Text feature selection for machine learning – part 1

July 10, 2013

We do a lot of projects that require extracting text features from documents, for use with recommendation systems, clustering and classification.

Often the “document” is an entity like a person, a company, or a web site. In these cases, the text for each document is the aggregation of all text associated with each entity – for example, it could be the text from all pages crawled for a given blog author, or all tweets by one Twitter user.

This seemingly trivial aspect of a big, sophisticated machine learning-based project is often the most important piece that you need to get right. The old adage of “garbage in, garbage out” is true in spades when generating features for machine learning. It doesn’t matter how cool your algorithm is, your results will stink if the features don’t provide good signals.
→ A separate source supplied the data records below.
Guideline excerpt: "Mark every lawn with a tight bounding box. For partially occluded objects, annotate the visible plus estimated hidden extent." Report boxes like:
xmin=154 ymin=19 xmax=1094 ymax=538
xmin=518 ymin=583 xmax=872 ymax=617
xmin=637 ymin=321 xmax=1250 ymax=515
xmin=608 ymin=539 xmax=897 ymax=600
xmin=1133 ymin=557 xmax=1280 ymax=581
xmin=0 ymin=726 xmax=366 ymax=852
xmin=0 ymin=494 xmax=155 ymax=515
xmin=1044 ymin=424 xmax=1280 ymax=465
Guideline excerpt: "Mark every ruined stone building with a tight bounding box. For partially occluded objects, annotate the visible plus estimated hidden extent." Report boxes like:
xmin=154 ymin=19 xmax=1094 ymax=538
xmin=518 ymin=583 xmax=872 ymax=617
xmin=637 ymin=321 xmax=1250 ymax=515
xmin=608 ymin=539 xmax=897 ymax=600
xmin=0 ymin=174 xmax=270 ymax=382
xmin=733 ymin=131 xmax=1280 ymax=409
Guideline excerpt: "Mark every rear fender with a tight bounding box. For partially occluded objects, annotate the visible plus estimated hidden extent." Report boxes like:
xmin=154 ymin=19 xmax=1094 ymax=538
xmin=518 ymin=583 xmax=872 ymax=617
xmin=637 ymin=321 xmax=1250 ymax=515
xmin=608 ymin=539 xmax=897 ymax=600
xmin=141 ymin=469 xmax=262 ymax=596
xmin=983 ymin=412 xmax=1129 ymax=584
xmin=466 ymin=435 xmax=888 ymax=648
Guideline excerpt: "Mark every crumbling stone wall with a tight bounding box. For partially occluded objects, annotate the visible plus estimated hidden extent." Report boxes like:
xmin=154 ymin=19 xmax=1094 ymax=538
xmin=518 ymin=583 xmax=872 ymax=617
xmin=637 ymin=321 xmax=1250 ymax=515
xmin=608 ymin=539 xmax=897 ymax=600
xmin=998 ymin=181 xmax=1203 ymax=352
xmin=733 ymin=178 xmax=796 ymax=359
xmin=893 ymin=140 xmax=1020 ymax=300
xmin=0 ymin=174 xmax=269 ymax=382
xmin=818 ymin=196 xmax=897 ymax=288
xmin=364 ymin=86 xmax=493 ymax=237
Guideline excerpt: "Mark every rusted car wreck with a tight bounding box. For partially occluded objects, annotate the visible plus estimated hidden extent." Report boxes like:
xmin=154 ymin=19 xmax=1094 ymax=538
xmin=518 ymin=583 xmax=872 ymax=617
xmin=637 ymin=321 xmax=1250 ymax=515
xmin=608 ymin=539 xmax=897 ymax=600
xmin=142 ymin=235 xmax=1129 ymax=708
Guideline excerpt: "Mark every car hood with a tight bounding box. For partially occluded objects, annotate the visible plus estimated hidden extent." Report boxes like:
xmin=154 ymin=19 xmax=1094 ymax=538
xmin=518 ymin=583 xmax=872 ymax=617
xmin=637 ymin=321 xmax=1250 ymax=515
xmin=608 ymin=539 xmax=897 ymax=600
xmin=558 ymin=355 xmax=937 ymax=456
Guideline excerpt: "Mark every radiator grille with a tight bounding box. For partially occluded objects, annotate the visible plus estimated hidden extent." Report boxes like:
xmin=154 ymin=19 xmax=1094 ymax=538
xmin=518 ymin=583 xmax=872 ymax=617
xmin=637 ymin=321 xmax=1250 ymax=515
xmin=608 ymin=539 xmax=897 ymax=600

So I decided to write up some of the steps we go through when generating text-based features. I’m hoping you find it useful – please provide feedback if anything isn’t clear, or (gasp) isn’t correct.


In order to constrain this writing project to something a bit less overwhelming, I’m going to focus on just one aspect of machine learning & text features, namely similarity. Often similarity between two entities is the “distance” between their feature vectors, which is a set of attributes and weights. The closer these two feature vectors are to each other, the greater the similarity between the two entities.

For example, if I’ve got two users, and the first user’s name is “Bob Krugler” and the second user’s name is “Krugler, Robert”, I could calculate a similarity between them based on equality (or lack thereof) between the names. The feature vector for each user consists of names and weights, such as [Bob:1, Krugler:1] and [Robert:1, Krugler:1]. I could get better results by doing things like synonym expansion, such that “Bob” is equal to “Robert”. Note that using this approach, I’d say that “Joe Bob” was somewhat similar to “Bob Krugler”, since they’ve got the name “Bob” in common, even though for “Joe Bob” this is (supposedly) a last name. Which actually might be a good thing, if you’re dealing with badly formatted input data.

Using text as features for calculating similarity between entities makes sense, and is a common approach for content-based recommendation engines. The other main approach for recommendations is collaborative filtering, where the user’s relationship with items (e.g. user activity) determines whether two users or items are similar (e.g. “how many books did user X and user Y both view?”).

Content-based similarity is especially useful when you don’t have much user activity data to derive similarity, or the lifespan of an item (or a user) is so short that there isn’t a lot of overlap in user-item activity, and thus it’s hard to find similar users based on shared preferences for items.

The power of content-based similarity is that once I have an effective way to create good features and meaningful weights, I’m in a good position to do clustering of users, recommend emails to read, recommend users to connect with, etc. And I can do all of this without any user-item preferences.

But picking the right set of text features to use for content-based similarity isn’t easy, and in this series of blog posts I’ll try to walk you through the typical sequence of steps, using as our example data set the emails posted by users to the Mahout mailing list. If we have good features, we should be able to calculate appropriate similarity scores (distances) between users.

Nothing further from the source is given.